Excellent insight into the nature and foolishness that is our overseas adventures. I intend to steal this as often as I can.

Wednesday, October 15, 2008

Sunk Costs

I suppose anyone reading this understands sunk costs. You own a factory with a machine that makes widgets at $2 per and you sell at three. Joe buys a new machine that makes them at $1 per and sells them at $2. You either get a similar machine or close, but your old machine is obsolete and you can only recover scrap costs. The costs are sunk, gone.

Ah, but the human condition is to say, I'll get a new machine as soon as I get back my money on the old.

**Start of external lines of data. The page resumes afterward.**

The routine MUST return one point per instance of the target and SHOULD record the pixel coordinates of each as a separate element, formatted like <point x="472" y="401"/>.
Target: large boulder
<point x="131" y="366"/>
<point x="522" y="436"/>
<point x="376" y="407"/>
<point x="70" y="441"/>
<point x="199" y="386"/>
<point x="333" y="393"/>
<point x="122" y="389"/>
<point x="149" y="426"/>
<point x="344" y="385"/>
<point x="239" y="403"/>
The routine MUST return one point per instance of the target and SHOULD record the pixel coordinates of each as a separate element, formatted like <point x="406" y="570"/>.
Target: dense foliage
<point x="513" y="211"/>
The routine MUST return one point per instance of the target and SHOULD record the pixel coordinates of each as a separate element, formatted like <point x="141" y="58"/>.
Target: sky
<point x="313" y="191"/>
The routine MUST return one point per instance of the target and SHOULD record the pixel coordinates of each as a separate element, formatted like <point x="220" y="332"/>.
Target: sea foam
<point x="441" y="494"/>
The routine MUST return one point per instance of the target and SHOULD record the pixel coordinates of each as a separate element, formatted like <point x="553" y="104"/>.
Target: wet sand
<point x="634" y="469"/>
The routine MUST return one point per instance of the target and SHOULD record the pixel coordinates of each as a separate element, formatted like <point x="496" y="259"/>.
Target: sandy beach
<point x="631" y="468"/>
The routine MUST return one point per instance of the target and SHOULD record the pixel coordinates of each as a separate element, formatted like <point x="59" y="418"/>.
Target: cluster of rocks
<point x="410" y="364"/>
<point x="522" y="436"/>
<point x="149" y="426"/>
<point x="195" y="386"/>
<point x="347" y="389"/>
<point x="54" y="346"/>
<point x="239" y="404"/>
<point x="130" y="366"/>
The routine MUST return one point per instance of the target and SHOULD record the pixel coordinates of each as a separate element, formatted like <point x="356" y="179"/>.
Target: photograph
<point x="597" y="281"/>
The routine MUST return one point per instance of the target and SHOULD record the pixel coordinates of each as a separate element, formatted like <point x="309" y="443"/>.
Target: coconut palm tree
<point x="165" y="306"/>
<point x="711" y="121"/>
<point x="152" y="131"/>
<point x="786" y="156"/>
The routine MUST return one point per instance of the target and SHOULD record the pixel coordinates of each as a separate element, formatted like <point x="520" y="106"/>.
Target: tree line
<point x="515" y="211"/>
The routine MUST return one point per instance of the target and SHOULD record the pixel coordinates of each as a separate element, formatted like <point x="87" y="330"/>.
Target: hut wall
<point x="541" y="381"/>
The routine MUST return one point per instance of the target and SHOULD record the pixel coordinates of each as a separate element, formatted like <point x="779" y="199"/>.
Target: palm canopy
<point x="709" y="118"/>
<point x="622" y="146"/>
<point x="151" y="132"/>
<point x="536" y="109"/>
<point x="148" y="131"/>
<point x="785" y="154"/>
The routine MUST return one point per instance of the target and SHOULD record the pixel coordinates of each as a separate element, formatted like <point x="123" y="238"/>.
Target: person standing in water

Dumb.

Our situation is similar to a friend of mine who owned a tanning salon that was losing money. She asked me if she should close it. I asked her if there were any prospect that profitability would happen. She said no. Obviously, my answer was get out now. Costs are sunk and would never be recovered.

So it is with Afghanistan. Put aside the fact that the concept of victory there as benefiting the US is debatable. The point is we can't win. Costs are sunk. Move on.

Don't believe me. As witness for the prosecution I give you Brigadier Mark Carleton-Smith, recently the senior British commander in Afghanistan. Your man said, a military victory over the Taleban was “neither feasible nor supportable”.

Of course he did blather on a bit with some positive spin,

Brigadier Carleton-Smith did suggest that the foreign troops need to stay longer: "If we reduce our expectations then I think realistically in the next three to five years we will be handing over tactical military responsibility to the Afghan army and in the next 10 years the bulk of responsibility for combating insurgency will be with them."

Veteran military affairs reporter Gwynne Dyer begs to differ,

There are two things wrong with this argument.

One is the notion that Western countries are willing to take casualties in Afghanistan for another three, five or 10 years. The other is that the Afghan government is not getting stronger.


Yup, with our economic problems we shall have oodles of cash to throw in to Afghanistan and stay the course.

Mr. Dyer was not done.

In a recently leaked diplomatic cable, the deputy French ambassador in Kabul, Francois Fitou, reported that the British ambassador there, Sir Sherard Cowper-Coles, told him that the strategy for Afghanistan was "doomed to failure. In Sir Sherard's view, "the security situation is getting worse, so is corruption, and the government has lost all trust." The usual denials followed, but that is exactly what British officials there say in private.

Mr. Dyer finishes,

So it would make sense to announce a deadline for pulling out the foreign troops and start negotiating for a final peace settlement in Afghanistan now. Waiting is unlikely to produce a better deal. Which is probably why President Hamid Karzai said last week that he had asked the king of Saudi Arabia to mediate in negotiations with the Taliban.

Oh, that negotiation word. If the deadline is set, why do the Taliban need to negotiate at all.

In the words of Martin Mull, "It's too hard to say au revoir, let's just say hors d'œuvre."